Simplicity: It abstracts away many of the lower-level details that you'd need to manage with boto3.
Consistency: It provides a consistent interface for various SageMaker operations.
Integration: It integrates well with other SageMaker features and workflows.

However, we have seen that method already. So in this lab we are going to create the endpoint configuration and the endpoint separately so you can see both methods.

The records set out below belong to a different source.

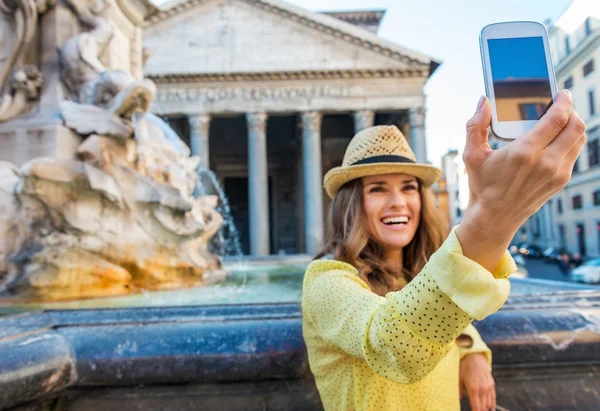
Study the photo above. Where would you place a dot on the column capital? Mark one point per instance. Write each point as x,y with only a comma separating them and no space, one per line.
199,120
256,120
363,119
416,116
311,120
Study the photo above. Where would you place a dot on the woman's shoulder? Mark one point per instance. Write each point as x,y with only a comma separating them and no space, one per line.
327,264
329,271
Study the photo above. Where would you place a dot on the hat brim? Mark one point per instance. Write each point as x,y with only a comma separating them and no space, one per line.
338,176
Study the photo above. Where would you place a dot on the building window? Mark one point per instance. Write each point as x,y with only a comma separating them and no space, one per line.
568,82
588,26
597,197
588,68
598,230
559,205
562,235
593,148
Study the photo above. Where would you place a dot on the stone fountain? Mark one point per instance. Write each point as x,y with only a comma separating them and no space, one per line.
118,214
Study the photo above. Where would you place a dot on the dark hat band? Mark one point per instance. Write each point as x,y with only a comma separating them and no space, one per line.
383,159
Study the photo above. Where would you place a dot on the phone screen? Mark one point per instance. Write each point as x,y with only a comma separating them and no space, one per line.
520,78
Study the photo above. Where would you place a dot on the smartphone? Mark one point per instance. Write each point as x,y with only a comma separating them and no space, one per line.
519,75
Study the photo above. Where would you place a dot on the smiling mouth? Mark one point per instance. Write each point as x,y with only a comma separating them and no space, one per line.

This does mean we are going to be using boto3 for this more explicit deployment.


In [None]:
# Create Endpoint Config

endpoint_config_name = "house-price-endpoint-config"

create_endpoint_config_response = sagemaker_client.create_endpoint_config(
    EndpointConfigName=endpoint_config_name,
    ProductionVariants=[{
        'InstanceType': 'ml.m5.large',
        'InitialVariantWeight': 1,
        'InitialInstanceCount': 1,
        'ModelName': model_name,
        'VariantName': 'AllTraffic'
    }]
)

print(f"Endpoint configuration created: {create_endpoint_config_response['EndpointConfigArn']}")

To check we successfully created an endpoint configuration, lets switch browser tabs to our AWS Management Console which should be open at SageMaker AI. In the navigation bar on the left, click on Inference and then endpoint configurations and you will see your newly created endpoint config.

At this point, we have only defined the configuration of an endpoint, not an endpoint itself. We still need to create an endpoint that references this endpoint configuration.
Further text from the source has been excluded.